Trigeminal neuralgia

Trigeminal neuralgia is extreme, sudden facial pain that tends to come and go, lasting for a few seconds to a few minutes at a time.

By Wallace Health I Medically reviewed by Adrian Roberts.
Page last reviewed: October 2018 I Next review due: October 2023

What is trigeminal neuralgia?

Trigeminal neuralgia is associated with the trigeminal nerve, which is responsible for sensation in the face and controlling movement such as chewing.

Short, sudden attacks of pain can feel like stabbing, a burning sensation or an electric shock. It usually affects only one side of your face. You may experience attacks of pain regularly, even hundreds of times a day, but it’s also possible to go without any attacks for months at a time (remission).

Although less common, you may also experience trigeminal neuralgia as a constant pain or burning sensation, sometimes with sharp attacks too.

Trigeminal neuralgia is rare, but is more common in people over 50 years old and women.

Living with trigeminal neuralgia can be very difficult, sometimes resulting in weight loss and depression.

Post-herpetic neuralgia is another type of nerve pain that can occur in people who have had shingles. It can happen anywhere in the body that has been affected by the shingles rash.

How to tell if you have trigeminal neuralgia

Trigeminal neuralgia pain can be triggered by certain actions or movements such as:

  • Shaving
  • Talking
  • Eating
  • Light touch on your face – even light breezes
  • Moving your head or jaw

Sometimes, pain can occur with no trigger at all.

Talk to your doctor if you’re concerned about symptoms

You can book an appointment with a Spire private GP today.

Book an appointment

Diagnosis and tests for trigeminal neuralgia

There’s no specific test for trigeminal neuralgia. Because it’s often felt in the face, including the jaw, teeth and gums, many people visit their dentist first. Your dentist will ask about your symptoms and will conduct a dental X-ray.

If they’re unsure of the cause of your pain, you should visit your GP. Don’t have any major dental work unless your dentist is sure they’ve found the cause of your pain.

Your GP will discuss your symptoms and try to rule out or identify other potential causes including:

They may refer you for an MRI scan which can help identify if a blood vessel is pressing on a nerve in your head called the trigeminal nerve – the source of trigeminal neuralgia. It can also help identify:

Causes of trigeminal neuralgia

The exact cause of trigeminal neuralgia is unknown.

It’s thought that 95% of cases of trigeminal neuralgia are caused by a blood vessel compressing the trigeminal nerve. This may wear away the protective layer on the nerve (the myelin sheath) which can cause it to transmit abnormal pain signals.

Other causes include:

  • A cyst
  • A tumour
  • Abnormalities of the skull base
  • Arteriovenous malformations – an abnormal tangle of blood vessels
  • Multiple sclerosis – a long term condition associated with damage to the nerves throughout your body

Q & A

Mr Nik (Nikunj) Patel, Consultant Neurosurgeon

Mr Patel describes trigeminal neuralgia as a rare form of severe facial pain, often regarded as the worst imaginable pain that occurs due to a lesion in the trigeminal nerve in the face. Medication is typically used as the first treatment measure but if dosages and side effects become too high then referral to a neurosurgeon is the next step.

Common treatments for trigeminal neuralgia

Treatment depends on the pain that you feel. There’s no cure, but it can be managed with treatment.


You may be prescribed anticonvulsant medication (eg carbamazepine) which can relieve nerve pain. The dose will be gradually increased until it becomes effective.

If medication doesn’t work for you, your GP will refer you to a neurosurgeon or pain management specialist.

Surgery and procedures

There are many procedures which may help with trigeminal neuralgia.
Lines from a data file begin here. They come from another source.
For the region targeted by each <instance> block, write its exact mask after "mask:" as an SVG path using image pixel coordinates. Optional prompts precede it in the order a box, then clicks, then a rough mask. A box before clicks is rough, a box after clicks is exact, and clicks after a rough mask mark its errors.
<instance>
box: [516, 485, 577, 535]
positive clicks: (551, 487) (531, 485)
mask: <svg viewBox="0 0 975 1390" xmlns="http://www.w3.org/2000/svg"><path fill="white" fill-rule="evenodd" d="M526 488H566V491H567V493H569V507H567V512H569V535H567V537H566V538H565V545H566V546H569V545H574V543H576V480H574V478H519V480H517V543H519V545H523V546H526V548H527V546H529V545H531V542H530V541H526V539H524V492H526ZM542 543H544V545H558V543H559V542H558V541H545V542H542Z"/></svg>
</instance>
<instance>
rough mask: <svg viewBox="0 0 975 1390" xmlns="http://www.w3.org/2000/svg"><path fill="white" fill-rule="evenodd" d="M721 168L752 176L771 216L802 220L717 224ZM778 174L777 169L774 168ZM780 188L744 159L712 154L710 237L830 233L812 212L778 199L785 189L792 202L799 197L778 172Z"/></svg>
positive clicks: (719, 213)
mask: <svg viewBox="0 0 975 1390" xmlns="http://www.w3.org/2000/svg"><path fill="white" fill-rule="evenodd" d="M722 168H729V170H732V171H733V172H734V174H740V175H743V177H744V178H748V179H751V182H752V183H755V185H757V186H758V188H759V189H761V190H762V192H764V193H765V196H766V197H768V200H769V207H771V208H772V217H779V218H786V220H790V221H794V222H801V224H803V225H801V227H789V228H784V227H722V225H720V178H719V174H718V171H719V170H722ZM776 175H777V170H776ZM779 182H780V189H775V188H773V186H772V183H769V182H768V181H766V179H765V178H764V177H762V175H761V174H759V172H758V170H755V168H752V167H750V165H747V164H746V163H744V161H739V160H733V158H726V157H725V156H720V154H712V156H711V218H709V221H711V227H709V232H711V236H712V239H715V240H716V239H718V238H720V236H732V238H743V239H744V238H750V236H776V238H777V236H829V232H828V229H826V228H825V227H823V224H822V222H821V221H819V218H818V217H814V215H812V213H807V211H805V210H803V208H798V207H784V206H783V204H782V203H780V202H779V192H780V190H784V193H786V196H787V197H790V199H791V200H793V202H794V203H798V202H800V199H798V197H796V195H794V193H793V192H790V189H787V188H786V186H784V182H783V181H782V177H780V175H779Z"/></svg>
Microvascular decompression surgery works by removing or relocating blood vessels if they’re putting pressure on the trigeminal nerve. It’s a major operation involving opening your skull. It carries a risk of potentially serious complications, but is effective for many people.

Other procedures are also available. Many of these work by deliberately damaging the trigeminal nerve to disrupt the signals it transmits.

It’s also important to avoid anything you think triggers your pain. It can be useful to keep a pain diary to help you understand the triggers and how well it responds to treatments.